As ever after a gathering of the deanery clergy, I am left with a few ponderances. This is a good thing, I think. Today we met in sumptuous surroundings, over a glorious meal in regal splendour for a gathering that, in part, was dedicated to a talk from the Church Urban Fund (there are almost certainly some interesting comparisons to be drawn between venue and content, but that is not for here). It has been a good morning, and it is always a joy to chew the fat with other priests and ministers.
As part of the offering from Kerry of the CUF was the innate plea for dosh, for wonga, for some green, coin if you will. And so it was that we all went around our Anglican circle and said how well (or otherwise) we were doing.

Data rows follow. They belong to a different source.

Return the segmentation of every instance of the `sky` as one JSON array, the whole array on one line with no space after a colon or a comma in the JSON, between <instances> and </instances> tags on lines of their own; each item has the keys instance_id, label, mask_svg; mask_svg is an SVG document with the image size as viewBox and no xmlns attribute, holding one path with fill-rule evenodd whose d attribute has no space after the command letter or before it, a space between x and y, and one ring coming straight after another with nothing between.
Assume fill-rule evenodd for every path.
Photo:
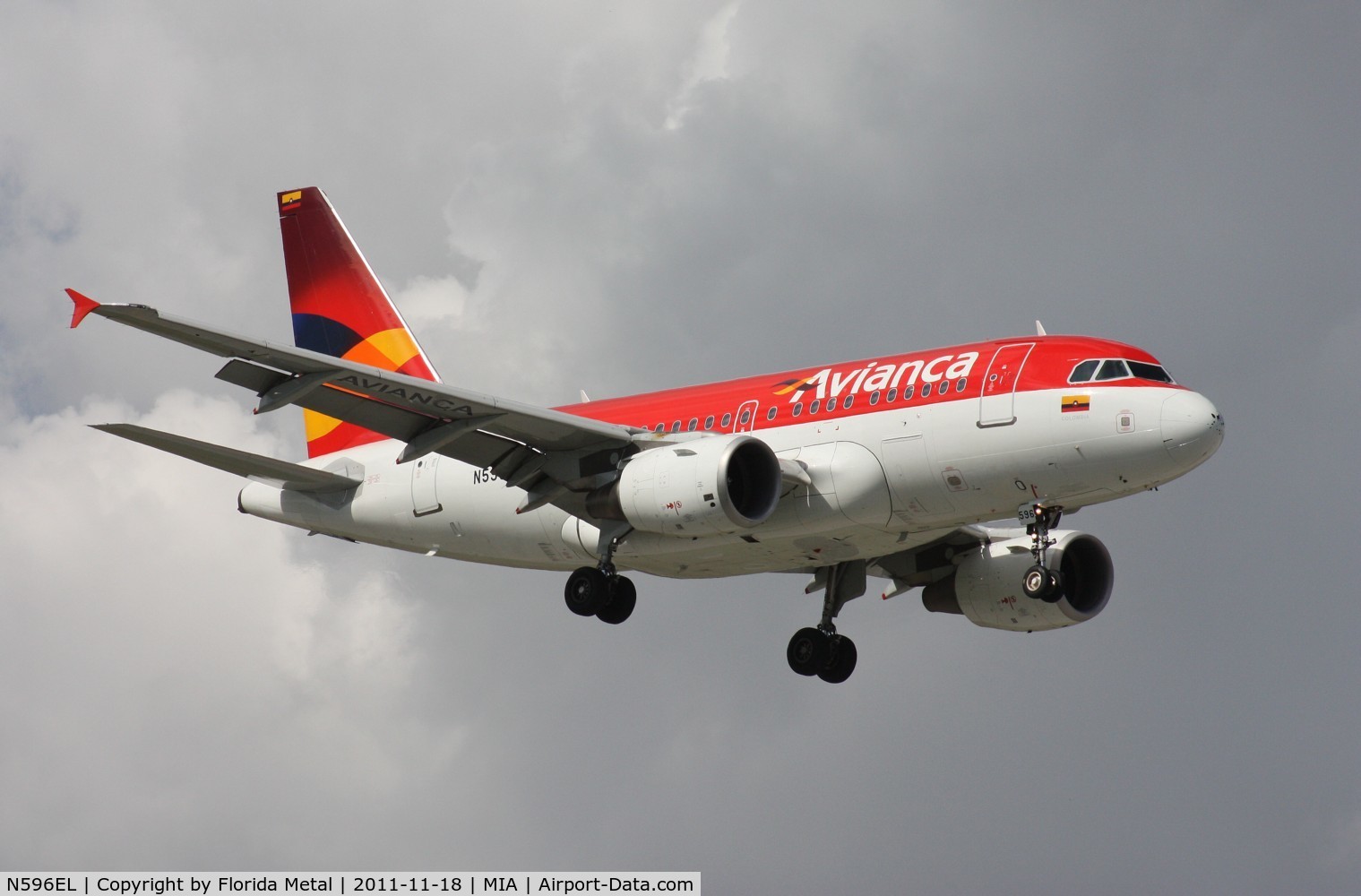
<instances>
[{"instance_id":1,"label":"sky","mask_svg":"<svg viewBox=\"0 0 1361 896\"><path fill-rule=\"evenodd\" d=\"M710 892L1356 892L1361 7L120 4L0 29L0 867L700 870ZM1096 620L795 576L308 538L132 422L279 458L214 358L287 339L274 193L327 191L442 377L543 404L1033 332L1228 421L1067 516ZM798 580L796 580L798 579Z\"/></svg>"}]
</instances>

There were some who were doing sterling charitable work but weren't able to pay their own bills. This is laudable in the extreme but also begs the odd question. Does charity begin at home or not?
My parish is a charity and I bust my reverential buns to make sure that it has a lively income, well invested, appropriate Gift Aided - so that the ministry and purpose of this charity thrives. CUF is a charity and its officers do likewise for its ministry and purpose. Now - how would it be if the Church Urban Fund donated some of the money it is chasing hard from me and gave it to the favoured charity of the CEO, which could be for sake of example, Kalashnikov Anonymous. Would I be happy donating to KA myself? No. It asks the question, therefore, if a charity should donate.
I believe very strongly that I have a responsibility to my parishioners and the diocese to pay our share of the responsibility. After all, they pay me and they house my family. Paying our 'share' is equivalent of paying the mortgage - it is something that you just must do. Would I, as a private individual, say to my bank - sorry I couldn't pay my mortgage last year, but I helped some puppies find homes. I doubt that would prevent foreclosure.
To be Christian is, by definition, to have a heart to serve. This creates an issue, a conflict therefore in our hearts. Do we serve, or are we the service? Do we give to charity with money we have raised charitably or do we receive it as a gift to enable the work we do? Do we donate to charity before we successfully pay all our bills? Do those who give money to us as churches expect that we can do without that money? Do we misrepresent ourselves when we say that we need the money, only then giving to another organisation that is often taking donations from our donors too?
So many question to which I don't have the answer. The only thing I am sure of though is that we must pay our way first - and then choose what to do with the surplus (a nice problem to have, and a source of aspiration for most of us).